Spatiotemporal characteristics and influencing factors of non-CO2 greenhouse gas emission intensity from China's livestock sector

Sci Total Environ. 2024 Dec 20:958:178191. doi: 10.1016/j.scitotenv.2024.178191. Online ahead of print.

Abstract

The livestock sector is a major source of non-CO2 greenhouse gas (GHG). As China has the world's largest livestock production, analyzing factors influencing GHG emission intensity of livestock (GEIL) is crucial for guiding its emission reduction policies. Yet, most current studies on livestock GHG focus on emission amount (GEAL) over GEIL, neglecting comprehensive utilization of spatial econometric models.
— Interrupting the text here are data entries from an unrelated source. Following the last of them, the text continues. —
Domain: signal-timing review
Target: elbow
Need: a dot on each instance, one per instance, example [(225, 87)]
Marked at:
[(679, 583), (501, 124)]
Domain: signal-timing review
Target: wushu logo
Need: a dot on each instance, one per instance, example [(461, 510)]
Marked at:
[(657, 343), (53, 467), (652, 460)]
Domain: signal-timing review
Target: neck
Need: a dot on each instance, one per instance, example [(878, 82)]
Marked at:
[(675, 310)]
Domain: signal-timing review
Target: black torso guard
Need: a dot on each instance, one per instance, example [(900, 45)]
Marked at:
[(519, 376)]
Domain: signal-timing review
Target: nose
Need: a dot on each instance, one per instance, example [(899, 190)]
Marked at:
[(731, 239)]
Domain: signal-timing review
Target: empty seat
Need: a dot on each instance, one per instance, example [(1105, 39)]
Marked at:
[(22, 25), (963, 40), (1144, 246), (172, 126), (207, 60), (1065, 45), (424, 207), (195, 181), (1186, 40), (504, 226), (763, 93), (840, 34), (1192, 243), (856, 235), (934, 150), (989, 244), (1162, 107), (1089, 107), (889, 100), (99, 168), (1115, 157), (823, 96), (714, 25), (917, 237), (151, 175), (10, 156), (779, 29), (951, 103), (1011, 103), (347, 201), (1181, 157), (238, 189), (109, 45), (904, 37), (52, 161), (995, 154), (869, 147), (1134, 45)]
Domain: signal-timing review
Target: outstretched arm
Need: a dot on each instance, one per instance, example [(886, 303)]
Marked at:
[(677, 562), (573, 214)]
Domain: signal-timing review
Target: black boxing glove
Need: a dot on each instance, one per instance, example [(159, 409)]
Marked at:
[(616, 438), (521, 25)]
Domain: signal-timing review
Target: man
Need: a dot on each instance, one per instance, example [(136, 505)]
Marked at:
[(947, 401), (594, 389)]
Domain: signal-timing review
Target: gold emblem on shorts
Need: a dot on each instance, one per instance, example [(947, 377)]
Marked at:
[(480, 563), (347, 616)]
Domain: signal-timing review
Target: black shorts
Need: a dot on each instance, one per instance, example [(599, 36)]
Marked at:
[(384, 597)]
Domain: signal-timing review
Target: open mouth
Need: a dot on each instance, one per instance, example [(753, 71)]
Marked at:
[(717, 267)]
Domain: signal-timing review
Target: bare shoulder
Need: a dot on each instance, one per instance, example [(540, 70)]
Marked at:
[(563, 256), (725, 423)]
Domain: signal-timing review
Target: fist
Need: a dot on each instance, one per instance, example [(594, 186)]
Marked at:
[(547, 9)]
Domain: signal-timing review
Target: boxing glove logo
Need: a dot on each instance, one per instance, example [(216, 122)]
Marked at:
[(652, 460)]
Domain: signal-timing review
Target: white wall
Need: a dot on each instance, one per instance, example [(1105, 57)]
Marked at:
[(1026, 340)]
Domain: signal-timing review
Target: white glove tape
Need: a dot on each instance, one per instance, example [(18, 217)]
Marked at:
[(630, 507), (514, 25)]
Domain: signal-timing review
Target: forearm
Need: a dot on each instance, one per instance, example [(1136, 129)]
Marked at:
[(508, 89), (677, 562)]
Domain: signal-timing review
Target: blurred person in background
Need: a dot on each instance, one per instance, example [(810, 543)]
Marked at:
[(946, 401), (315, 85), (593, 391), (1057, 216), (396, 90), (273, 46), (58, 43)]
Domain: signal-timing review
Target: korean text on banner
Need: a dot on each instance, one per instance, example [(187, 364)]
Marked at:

Furthermore, the influencing factors mainly focus on population, economic level, urbanization, and industrial structure, while the exploration of factors such as technological innovation, consumers' age structure, and industrial agglomeration remains insufficient. This study first applied the standard deviation ellipse (SDE) model to describe the spatiotemporal evolution of GEAL and GEIL across 31 Chinese provinces from 2006 to 2022. Then, using extended STIRPAT theory, we analyzed GEIL's influencing factors with exploratory spatial data analysis (ESDA) and the geographically and temporally weighted regression (GTWR) model. The results showed that: (1) GEAL was concentrated in resource-rich grassland pastoral and grain-producing areas. Provincial GEAL trends varied, while national GEAL declined rapidly and then fluctuated slightly. Cattle, pigs, and sheep/goats contributed the most to GEAL. (2) GEIL significantly decreased nationwide and provincially, with Tibet having the highest reduction rate but still leading in GEIL. (3) GEAL followed a northeast-southwest distribution, whereas GEIL exhibited an east (slightly north) to west (slightly south) pattern. (4) Spatial analysis revealed significant GEIL clustering, with higher values in western provinces and lower in central and eastern regions. (5) Population scale, urbanization, age structure, proportion of ruminant animal production value, location quotient of livestock, employment income per capita of agricultural personnel, patent-granted intensity, and educational level in rural areas had diverse spatiotemporal impacts on GEIL across provinces. Tailored emission reduction policies and regional collaborative governance are recommended.

Keywords: Emission intensity; GTWR model; Greenhouse gas; Influencing factor; Livestock sector.